Com densidade metodológica, Martel fala com as pessoas sobre elas e por meio delas. Nas suas abordagens, dá luz à dualidade entre sistemas e indivíduos, refletindo sobre o papel e o impacto de cada um dentro dos poderes estabelecidos nos grupos e subgrupos.
A poetisa, professora e jornalista Cecília Meireles (1901-1964), autora de mais 50 obras e fundadora da primeira biblioteca infantil do Rio de Janeiro, em 1934, representa uma amostra individual de um dos conceitos trabalhados por Martel: o soft power. A partir de uma influência sutil e eficaz, a escritora deixou um legado e um exemplo de como articular e influenciar uma geração. Ela escreveu:
Eu canto porque o instante existe
e a minha vida está completa.
– Não sou alegre nem sou triste:
sou poeta.
Essa influência fluida e sutil da poetisa ultrapassou barreiras e impactou realidades. Abriu as portas para profissionais que vieram posteriormente e trilharam seus próprios caminhos, além de inspirar leitores e estudantes da literatura. Cecília foi uma influenciadora de diversas gerações pela vida que viveu e pela arte que produziu.
O conceito de soft power também ganhou, nas últimas décadas, um espaço nas discussões geopolíticas. Essa expressão se refere à habilidade de determinadas nações em influenciar indiretamente seus pares a partir de fontes como a cultura e a diplomacia.
A representação diametralmente oposta – hard power – conquista isso a partir de meios de demonstração de força, como ações militares ou sanções econômicas.
Mas e quando a influência vai para a internet? Na reflexão sobre a dinâmica de influência das culturas globais e geolocalizadas, Martel contrapõe o senso comum: segundo ele, a internet são “as internets”, no plural. Afinal, a rede não aplaina o mundo: à medida que ela avança, se desenvolve em profundidade. É um mergulho vertical, e não na horizontal.
A tecnologia promete Culture as a Service (em inglês, “cultura como um serviço”), um ambiente em que qualquer usuário pode postar um conteúdo – e todos podem acessá-lo no mesmo instante em que foi disponibilizado. Em contraponto, as diferentes respostas em relação aos influenciadores demonstram que as fronteiras continuam a existir, reforçando as chamadas bolhas de informação. No uso da rede, a escolha dos conteúdos, formatos e tons de discursos são peças-chave na influência de novas pessoas além das que já nos conectamos (impacto na horizontal) ou no aprofundamento dos grupos que já possuímos afinidade (vertical).

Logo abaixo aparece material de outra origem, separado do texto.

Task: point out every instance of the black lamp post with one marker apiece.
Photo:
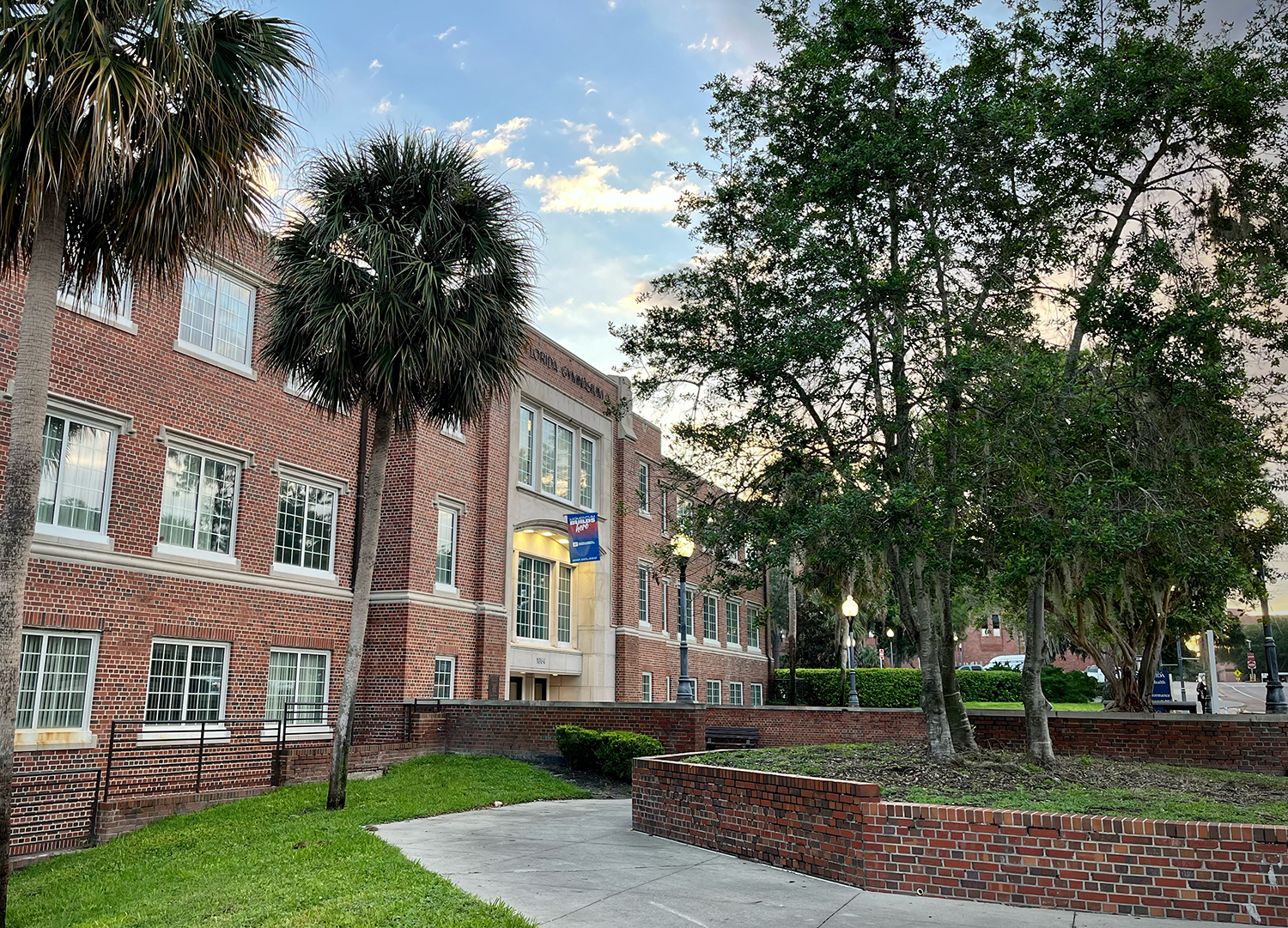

Como disse o filósofo francês Gilles Deleuze, é preciso encontrar as “brechas para o desenvolvimento”. A influência sutil busca essa brecha entre as fronteiras estabelecidas, conecta novos pontos e cria novas conexões. Muito se fala sobre as estratégias de divulgação nesse mundo digital, mas o que realmente importa é o conteúdo em si. A autenticidade e a sumarização da reflexão exigem tempo, e esses elementos sustentam as relações de mais alto impacto.
Com mais de 165 milhões de usuários na internet, o Brasil possui cultura local com poder de influência suficiente para evoluir na vertical e na horizontal. Há desafios de linguagem e de estratégias de marketing nas redes sociais, sim. No entanto, mesmo na imensidão de conteúdos disponibilizados na rede, uma voz original com conteúdo cultural autêntico fica para sempre.